Not to render any provision redundant: While adjudicating, it is necessary for any court of law to interpret the statute in such a way that it does not render any of the provisions redundant. If the Limitation Act was to be made applicable, then section 10 of the IBC would become redundant. This section discusses the condition where a corporate debtor itself applies for insolvency resolution process. In such a condition, it would be difficult to decide the limitation period as the application is filed against oneself, when the ability to pay debts diminishes thereby rendering the section completely redundant.

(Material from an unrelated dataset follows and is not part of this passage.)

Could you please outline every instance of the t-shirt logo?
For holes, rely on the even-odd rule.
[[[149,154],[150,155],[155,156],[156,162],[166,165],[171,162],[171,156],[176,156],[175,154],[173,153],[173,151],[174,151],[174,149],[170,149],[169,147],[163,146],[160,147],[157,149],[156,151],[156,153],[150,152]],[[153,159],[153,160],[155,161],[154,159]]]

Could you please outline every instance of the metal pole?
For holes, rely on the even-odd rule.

Finally, the tribunal also dealt with doctrine of limitation and prescription, but prescribed it only to be used where applications are filed after long delays. The tribunal is granted discretion to accept or reject the application if the delay explained is reasonable.
Therefore, even though the case provides a wide window for claims that may be delayed, it at the same time accommodates for claims that have a reasonableness attached thereby catering to the principles of equity. It is not the first time that courts or tribunals have excluded the application of Limitation Act to certain provisions. In Gopal Sardar vs. Karuna Sardar, the Supreme Court excluded the application of section 5 of the Limitation Act to section 8 of the West Bengal Land Reforms Act which is initiated by an application. Moreover, it has been observed that the enactment being a complete code has been the basis over years for non-application of the Limitation Act. In the Supreme Court ruling of International Asset Reconstruction Co. v. The official liquidator of Aldrich, counsel for the appellants contested that the RDDBFI Act was not a complete code in itself and so the Limitation Act was applicable in case of section 19 only. The bench, however, decided to the contrary by looking at the entire provisions of the Act to understand the intention of the legislature.
In brevity, even though a Supreme Court ruling does not exist on the question directly, the fact that the IBC is a complete code in itself should be enough to allow for the non-applicability of the Limitation Act. At the end of the day, courts and tribunals have to respect the legislative intent and not take upon the task on themselves to fill gaps where that is not required or desirable.